Innovación tecnológica global
Introducción
El índice global de innovación (GII por sus siglas en inglés) es una lista anual que clasifica a los países del mundo conforme su capacidad y éxito en la innovación, a cargo de la Organización Mundial de la Propiedad Intelectual (OMPI). Fue creada en 2007 por la Escuela de Negocios INSEAD y la revista británica World Business.[1] Desde 2013, hasta 2021 fue copublicada con la Universidad Cornell. El informe expone, entre otros datos, el indicador que clasifica a los países de Asia, Europa, América, África y Oceanía, en términos de su entorno favorable, así como en sus resultados, en relación con la innovación.[2].
Metodología
Contenido
En su versión más reciente este índice examina a 132 economías de todo el mundo, en las que Asia es el continente con mayor número de territorios analizados (43), usando 81 indicadores provenientes de bases de datos internacionales de instituciones públicas y privadas para ejecutar la medición.[3] El cálculo se realiza mediante una media simple de las puntuaciones de dos subíndices: el Índice de Insumos de Innovación (Innovation Input Sub-Index) y el Índice de Resultados de Innovación (Innovation Output Sub-Index), que se componen de cinco y dos pilares respectivamente.[4] Cada uno de estos pilares describe un atributo de la innovación y comprende hasta cinco indicadores, cuya puntuación se calcula por el método de la media ponderada.

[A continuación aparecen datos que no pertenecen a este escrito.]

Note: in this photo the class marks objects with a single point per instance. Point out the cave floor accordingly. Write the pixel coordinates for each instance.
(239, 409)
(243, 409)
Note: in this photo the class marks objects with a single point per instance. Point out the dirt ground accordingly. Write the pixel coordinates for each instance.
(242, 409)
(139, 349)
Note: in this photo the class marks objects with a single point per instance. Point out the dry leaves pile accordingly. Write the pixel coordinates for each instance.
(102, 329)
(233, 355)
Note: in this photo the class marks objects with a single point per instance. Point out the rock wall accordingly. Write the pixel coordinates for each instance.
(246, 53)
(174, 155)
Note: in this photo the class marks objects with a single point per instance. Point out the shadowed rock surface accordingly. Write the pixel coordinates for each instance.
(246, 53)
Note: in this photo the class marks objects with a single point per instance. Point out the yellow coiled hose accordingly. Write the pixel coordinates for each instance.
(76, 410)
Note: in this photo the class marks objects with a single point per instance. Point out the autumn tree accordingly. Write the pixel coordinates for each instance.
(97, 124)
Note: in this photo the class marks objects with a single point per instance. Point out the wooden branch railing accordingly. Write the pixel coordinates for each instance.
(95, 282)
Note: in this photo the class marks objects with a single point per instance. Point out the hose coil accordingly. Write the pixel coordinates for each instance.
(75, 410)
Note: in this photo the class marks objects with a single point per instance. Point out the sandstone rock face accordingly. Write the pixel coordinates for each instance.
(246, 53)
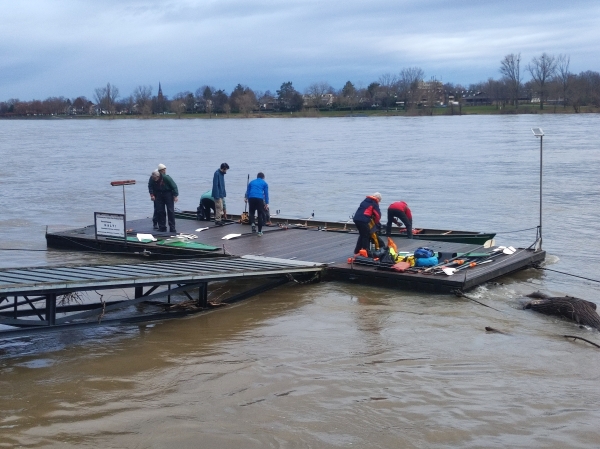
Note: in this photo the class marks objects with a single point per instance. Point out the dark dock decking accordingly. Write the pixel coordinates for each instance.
(311, 243)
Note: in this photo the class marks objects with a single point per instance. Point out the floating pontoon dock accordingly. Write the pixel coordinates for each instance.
(304, 242)
(27, 293)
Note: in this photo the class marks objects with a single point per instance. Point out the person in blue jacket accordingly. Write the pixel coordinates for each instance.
(218, 192)
(367, 218)
(257, 197)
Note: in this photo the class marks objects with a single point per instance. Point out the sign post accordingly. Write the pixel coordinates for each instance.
(110, 225)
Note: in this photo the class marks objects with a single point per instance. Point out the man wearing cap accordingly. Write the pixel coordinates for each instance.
(366, 218)
(257, 197)
(207, 203)
(399, 213)
(154, 177)
(164, 193)
(218, 192)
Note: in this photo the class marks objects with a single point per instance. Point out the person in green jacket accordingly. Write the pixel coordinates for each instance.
(164, 193)
(207, 203)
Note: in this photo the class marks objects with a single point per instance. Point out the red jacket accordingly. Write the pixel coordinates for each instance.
(368, 209)
(402, 207)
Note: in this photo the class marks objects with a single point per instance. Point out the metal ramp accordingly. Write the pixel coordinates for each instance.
(27, 293)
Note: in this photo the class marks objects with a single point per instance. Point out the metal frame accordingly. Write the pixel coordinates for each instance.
(47, 284)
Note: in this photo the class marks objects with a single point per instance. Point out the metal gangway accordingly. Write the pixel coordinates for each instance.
(29, 297)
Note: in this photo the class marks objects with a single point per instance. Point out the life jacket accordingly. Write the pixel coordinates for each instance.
(368, 209)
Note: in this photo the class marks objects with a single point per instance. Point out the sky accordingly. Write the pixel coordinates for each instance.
(71, 47)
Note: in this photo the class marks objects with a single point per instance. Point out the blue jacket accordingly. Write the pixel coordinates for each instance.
(258, 188)
(368, 209)
(219, 185)
(208, 195)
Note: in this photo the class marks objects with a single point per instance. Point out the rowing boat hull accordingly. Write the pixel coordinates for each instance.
(441, 235)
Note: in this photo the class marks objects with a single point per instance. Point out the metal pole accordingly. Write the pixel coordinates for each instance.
(541, 164)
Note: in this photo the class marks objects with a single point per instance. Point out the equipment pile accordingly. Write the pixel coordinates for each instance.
(424, 260)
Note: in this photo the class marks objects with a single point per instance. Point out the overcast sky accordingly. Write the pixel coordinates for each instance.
(69, 48)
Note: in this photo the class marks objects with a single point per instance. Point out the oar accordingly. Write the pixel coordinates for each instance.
(462, 256)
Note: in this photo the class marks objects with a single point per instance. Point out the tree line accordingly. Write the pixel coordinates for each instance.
(550, 80)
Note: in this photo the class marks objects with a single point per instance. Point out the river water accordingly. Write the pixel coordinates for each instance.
(326, 365)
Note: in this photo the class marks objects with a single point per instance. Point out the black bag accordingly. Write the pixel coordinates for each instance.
(424, 252)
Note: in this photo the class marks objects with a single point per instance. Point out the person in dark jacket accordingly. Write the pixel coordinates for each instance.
(399, 211)
(207, 203)
(367, 218)
(153, 177)
(165, 194)
(218, 192)
(257, 196)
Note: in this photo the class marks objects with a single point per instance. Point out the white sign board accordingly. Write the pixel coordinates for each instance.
(110, 225)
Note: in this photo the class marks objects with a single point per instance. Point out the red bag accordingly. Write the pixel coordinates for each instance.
(401, 266)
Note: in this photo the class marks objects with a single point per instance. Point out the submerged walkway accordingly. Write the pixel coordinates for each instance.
(34, 292)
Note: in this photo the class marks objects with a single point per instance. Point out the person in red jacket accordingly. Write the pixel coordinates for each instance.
(366, 218)
(399, 211)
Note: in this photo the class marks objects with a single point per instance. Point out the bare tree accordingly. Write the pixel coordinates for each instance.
(388, 85)
(510, 68)
(542, 69)
(316, 93)
(106, 97)
(563, 77)
(178, 106)
(142, 96)
(348, 96)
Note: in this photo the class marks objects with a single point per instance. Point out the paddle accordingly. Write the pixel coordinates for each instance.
(246, 202)
(487, 244)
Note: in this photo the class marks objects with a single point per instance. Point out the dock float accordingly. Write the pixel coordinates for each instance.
(29, 297)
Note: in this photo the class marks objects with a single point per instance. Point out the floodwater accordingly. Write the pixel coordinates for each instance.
(324, 365)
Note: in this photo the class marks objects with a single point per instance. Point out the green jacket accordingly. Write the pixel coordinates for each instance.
(208, 195)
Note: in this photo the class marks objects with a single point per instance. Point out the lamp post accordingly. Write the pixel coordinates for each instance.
(538, 132)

En el caso de los pilares del subíndice de insumos se consideran: instituciones, capital humano e investigación, infraestructura, sofisticación de mercado y sofisticación de negocios. Por su parte, el subíndice de resultados considera: resultados de conocimiento y tecnología, y resultados creativos.[4][1].
El GII reconoce el papel clave de la innovación como motor de crecimiento, así como prosperidad económica y la necesidad de una amplia visión horizontal de la innovación aplicable a las economías desarrolladas y emergentes.[5].
El índice global de innovación incluye también indicadores que profundizan más que las medidas clásicas de la innovación, como pueden ser el nivel del desarrollo e investigación.[5].